Sous le nom de maçonnerie, l’on entend non seulement l’art, la manière d’employer la pierre de différente qualité, mais encore de se servir de libage, de moilon, de plâtre, de chaux, de sable, de glaise, de roc, &c. ainsi que celle d’excaver les terres pour la fouille des fondations des batimens, pour la construction des terrasses, des taluds, & de tout autre ouvrage de cette espèce.

Ce mot vient de maçon ; & celui-ci, selon Isidore, du latin machio, un machiniste, à cause des machines qu’il emploie pour la construction des édifices, & de l’intelligence qu’il lui faut pour s’en servir ; &, selon M. Decange, de maceria, muraille, qui est l’ouvrage propre du maçon.

Origine de la Maçonnerie.

La maçonnerie tient le premier rang entre les arts mécaniques qui servent à la construction des édifices. Le bois avoit d’abord paru plus commode pour bâtir, avant que l’on eût connu l’usage de tous les autres matériaux servant aujourd’hui à la construction.

Anciennement les hommes habitoient les bois & les cavernes, comme ses bêtes sauvages. Mais, au rapport de Vitruve, un vent impétueux ayant un jour par hasard poussé & agité vivement des arbres fort près les uns des autres, ils s’entrechoquèrent avec une si grande violence, que le feu s’y mit. La flamme étonna d’abord ces habitans : mais s’étant approchés peu-à-peu, & s’étant apperçus que la température de ce feu leur pouvoit devenir commode, ils l’entretinrent avec d’autres bois, en firent connoître la commodité à leurs voisins, & y trouvèrent par la suite de l’utilité.

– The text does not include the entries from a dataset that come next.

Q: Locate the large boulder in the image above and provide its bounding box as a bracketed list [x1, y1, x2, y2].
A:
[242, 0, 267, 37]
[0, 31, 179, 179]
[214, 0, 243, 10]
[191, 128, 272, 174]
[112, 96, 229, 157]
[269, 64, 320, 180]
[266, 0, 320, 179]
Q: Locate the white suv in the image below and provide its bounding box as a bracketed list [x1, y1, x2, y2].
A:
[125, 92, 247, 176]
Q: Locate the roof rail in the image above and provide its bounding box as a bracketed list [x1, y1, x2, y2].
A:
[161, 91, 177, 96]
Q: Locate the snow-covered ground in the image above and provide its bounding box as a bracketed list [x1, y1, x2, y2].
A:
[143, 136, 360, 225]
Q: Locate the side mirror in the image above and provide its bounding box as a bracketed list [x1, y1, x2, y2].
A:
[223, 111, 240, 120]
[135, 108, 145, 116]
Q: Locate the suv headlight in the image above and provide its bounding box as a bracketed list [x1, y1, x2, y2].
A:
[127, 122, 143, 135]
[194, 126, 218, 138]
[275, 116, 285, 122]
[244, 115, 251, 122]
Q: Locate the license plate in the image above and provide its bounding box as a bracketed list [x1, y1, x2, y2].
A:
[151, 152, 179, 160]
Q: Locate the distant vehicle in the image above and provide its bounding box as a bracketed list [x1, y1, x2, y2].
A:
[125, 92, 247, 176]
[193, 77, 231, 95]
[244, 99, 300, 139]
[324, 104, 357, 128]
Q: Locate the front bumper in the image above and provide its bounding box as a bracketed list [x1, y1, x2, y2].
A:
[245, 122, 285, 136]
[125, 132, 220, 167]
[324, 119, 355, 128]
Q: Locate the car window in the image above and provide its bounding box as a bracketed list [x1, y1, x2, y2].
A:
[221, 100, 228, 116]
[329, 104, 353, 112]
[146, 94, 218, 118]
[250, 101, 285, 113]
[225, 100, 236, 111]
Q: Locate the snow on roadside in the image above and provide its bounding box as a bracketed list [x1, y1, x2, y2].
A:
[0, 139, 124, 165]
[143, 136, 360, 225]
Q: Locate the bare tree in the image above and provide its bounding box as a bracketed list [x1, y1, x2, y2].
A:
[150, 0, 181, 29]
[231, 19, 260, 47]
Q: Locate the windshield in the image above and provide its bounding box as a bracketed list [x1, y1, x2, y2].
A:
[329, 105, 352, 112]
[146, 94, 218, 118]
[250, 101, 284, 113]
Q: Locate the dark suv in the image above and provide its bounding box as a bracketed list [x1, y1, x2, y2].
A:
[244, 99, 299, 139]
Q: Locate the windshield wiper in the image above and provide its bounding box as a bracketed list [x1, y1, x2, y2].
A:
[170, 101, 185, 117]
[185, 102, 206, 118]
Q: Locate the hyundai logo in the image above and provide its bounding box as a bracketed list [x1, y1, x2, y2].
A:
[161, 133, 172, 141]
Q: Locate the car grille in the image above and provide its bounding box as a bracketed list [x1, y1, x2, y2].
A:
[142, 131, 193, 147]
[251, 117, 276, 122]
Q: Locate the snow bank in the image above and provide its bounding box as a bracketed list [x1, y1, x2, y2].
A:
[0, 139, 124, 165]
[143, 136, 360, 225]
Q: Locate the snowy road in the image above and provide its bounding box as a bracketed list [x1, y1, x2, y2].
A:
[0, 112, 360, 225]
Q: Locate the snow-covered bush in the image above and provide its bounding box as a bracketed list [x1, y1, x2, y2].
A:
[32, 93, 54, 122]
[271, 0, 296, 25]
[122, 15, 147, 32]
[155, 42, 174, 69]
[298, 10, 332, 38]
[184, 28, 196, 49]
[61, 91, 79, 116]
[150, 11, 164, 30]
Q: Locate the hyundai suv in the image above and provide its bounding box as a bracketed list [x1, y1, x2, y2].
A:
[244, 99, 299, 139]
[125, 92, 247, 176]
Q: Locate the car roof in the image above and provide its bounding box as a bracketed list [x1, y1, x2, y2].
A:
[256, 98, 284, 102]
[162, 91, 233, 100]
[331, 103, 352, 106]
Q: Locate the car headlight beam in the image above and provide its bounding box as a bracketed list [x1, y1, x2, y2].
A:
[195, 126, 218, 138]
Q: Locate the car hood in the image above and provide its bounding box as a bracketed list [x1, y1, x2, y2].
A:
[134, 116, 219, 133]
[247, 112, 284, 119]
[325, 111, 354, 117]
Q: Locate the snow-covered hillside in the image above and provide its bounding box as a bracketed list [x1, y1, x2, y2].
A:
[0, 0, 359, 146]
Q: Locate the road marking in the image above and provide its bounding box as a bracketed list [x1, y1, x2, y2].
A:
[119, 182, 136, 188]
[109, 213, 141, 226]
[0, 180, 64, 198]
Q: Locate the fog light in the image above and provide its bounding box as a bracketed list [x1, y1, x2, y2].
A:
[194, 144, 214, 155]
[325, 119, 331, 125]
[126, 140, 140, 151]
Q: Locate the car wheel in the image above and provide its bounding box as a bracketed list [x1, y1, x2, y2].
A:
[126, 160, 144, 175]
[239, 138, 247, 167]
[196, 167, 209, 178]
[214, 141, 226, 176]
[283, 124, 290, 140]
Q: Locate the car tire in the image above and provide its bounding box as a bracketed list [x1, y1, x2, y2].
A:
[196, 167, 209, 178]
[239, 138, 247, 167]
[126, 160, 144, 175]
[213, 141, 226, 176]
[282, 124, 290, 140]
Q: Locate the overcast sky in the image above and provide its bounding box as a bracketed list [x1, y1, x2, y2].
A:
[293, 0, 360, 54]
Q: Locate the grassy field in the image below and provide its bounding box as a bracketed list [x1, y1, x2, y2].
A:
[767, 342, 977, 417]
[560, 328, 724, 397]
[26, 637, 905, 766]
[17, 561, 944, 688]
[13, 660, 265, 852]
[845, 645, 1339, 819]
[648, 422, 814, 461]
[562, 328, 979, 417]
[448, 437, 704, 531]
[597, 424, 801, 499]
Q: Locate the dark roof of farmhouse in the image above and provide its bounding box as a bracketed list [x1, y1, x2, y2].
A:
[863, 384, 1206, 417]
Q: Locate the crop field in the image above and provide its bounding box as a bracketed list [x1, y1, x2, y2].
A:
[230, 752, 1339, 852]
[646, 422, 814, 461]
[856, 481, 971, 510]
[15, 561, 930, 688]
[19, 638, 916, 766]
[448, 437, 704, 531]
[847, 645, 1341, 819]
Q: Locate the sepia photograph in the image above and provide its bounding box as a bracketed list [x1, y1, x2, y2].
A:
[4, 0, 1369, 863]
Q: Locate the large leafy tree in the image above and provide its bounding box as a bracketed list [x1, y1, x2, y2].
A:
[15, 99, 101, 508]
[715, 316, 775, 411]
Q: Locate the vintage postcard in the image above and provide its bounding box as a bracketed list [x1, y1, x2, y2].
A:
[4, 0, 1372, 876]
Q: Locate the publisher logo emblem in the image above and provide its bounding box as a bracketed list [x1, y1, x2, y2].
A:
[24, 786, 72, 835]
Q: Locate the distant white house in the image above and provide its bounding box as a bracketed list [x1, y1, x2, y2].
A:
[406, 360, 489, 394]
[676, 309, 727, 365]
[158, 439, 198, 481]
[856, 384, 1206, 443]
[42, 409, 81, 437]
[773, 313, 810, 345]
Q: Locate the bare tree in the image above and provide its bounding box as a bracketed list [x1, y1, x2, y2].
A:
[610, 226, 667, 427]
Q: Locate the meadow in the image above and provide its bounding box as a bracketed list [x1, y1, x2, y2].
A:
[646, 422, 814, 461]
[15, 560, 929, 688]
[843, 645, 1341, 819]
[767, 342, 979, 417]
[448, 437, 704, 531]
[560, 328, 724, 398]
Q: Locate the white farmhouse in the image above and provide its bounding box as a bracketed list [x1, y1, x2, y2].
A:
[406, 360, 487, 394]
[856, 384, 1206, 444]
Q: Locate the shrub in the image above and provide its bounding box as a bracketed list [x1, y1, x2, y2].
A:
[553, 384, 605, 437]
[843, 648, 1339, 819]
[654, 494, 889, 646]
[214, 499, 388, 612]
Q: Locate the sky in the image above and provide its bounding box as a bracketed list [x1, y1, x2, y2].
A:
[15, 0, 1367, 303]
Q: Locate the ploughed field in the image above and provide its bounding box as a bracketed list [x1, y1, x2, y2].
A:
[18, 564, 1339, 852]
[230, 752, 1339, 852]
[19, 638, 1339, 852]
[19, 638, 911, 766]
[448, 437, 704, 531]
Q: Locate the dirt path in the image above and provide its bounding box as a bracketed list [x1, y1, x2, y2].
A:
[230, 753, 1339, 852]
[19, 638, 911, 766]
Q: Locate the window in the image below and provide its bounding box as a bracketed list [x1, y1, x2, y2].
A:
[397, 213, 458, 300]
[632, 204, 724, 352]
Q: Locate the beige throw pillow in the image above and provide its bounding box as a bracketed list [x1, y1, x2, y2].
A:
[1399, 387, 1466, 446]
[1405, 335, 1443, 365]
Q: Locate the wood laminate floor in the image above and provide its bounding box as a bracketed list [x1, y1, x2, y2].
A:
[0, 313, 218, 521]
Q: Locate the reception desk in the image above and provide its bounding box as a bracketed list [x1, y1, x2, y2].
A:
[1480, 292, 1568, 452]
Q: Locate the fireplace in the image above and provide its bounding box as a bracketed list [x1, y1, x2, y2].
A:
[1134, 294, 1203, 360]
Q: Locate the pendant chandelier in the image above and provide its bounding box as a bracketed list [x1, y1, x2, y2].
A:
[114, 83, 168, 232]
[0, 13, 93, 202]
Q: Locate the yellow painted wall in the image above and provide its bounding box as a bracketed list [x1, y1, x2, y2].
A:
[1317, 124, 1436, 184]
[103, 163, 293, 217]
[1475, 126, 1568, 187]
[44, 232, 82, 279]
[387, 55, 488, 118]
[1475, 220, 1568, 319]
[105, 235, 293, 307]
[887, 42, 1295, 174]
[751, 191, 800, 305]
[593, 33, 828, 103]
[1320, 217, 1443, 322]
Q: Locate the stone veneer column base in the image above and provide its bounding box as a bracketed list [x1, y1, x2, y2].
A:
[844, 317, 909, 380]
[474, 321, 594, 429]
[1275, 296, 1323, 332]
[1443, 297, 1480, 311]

Ces hommes s’étant ainsi assemblés, poussoient de leurs bouches des sons dont ils formèrent, par la suite, des paroles de différentes espèces, qu’ils appliquèrent chacune à chaque chose, & commencèrent à parler ensemble & à faire société.

Les uns se firent des huttes ou cabanes avec des feuillages, ou des loges qu’ils creusèrent dans les montagnes.

Les autres imitoient les hirondelles, en faisant des lieux couverts de branches d’arbres & de terre grasse ; chacun, se glorifiant de ses inventions, perfectionnoit la manière de faire des cabanes par les remarques qu’il faisoit sur celles de ses voisins, & bâtissoit toujours de plus en plus commodément.

Ils plantèrent ensuite des fourches entrelacées de branches d’arbres, qu’ils remplissoient & enduisoient de terre grasse pour faire les murailles.

Ils en bâtirent d’autres avec des morceaux de terre grasse desséchée, élevés les uns sur les autres, sur lesquels ils portoient des pièces de bois en travers qu’ils couvroient de feuilles d’arbres, pour s’y mettre à l’abri du soleil & de la pluie ; mais ces couvertures n’étant pas suffisantes pour se défendre contre le mauvais temps de l’hiver, ils imaginèrent des espèces de combles inclinés, qu’ils enduisirent de terre grasse, pour faire écouler les eaux.

Nous avons encore en Espagne, en Portugal, en Aquitaine, & même en France, des maisons couvertes de chaume ou de bardeau, espèce de petite planche en forme de tuile.

Au royaume de Pont dans la Colchide, on étend de part & d’autre sur le terrain des arbres ; sur chacune de leurs extrémités on y en place d’autres, de manière qu’ils enferment un espace carré de toute leur longueur.

Sur ces arbres placés horizontalement, on y en élève d’autres perpendiculairement pour former des murailles, que l’on garnit d’échalas & de terre grasse : on lie ensuite les extrémités de ces murailles par des pièces de bois qui vont d’angle en angle, & qui se croisent au milieu pour en retenir les quatre extrémités ; & pour former la couverture de ces espèces de cabanes, on attache aux quatre coins, par une extrémité, quatre pièces de bois qui vont se joindre ensemble par l’autre vers le milieu, & qui sont assez longues pour former un toît en coupe, imitant une pyramide à quatre faces, que l’on enduit aussi de terre grasse.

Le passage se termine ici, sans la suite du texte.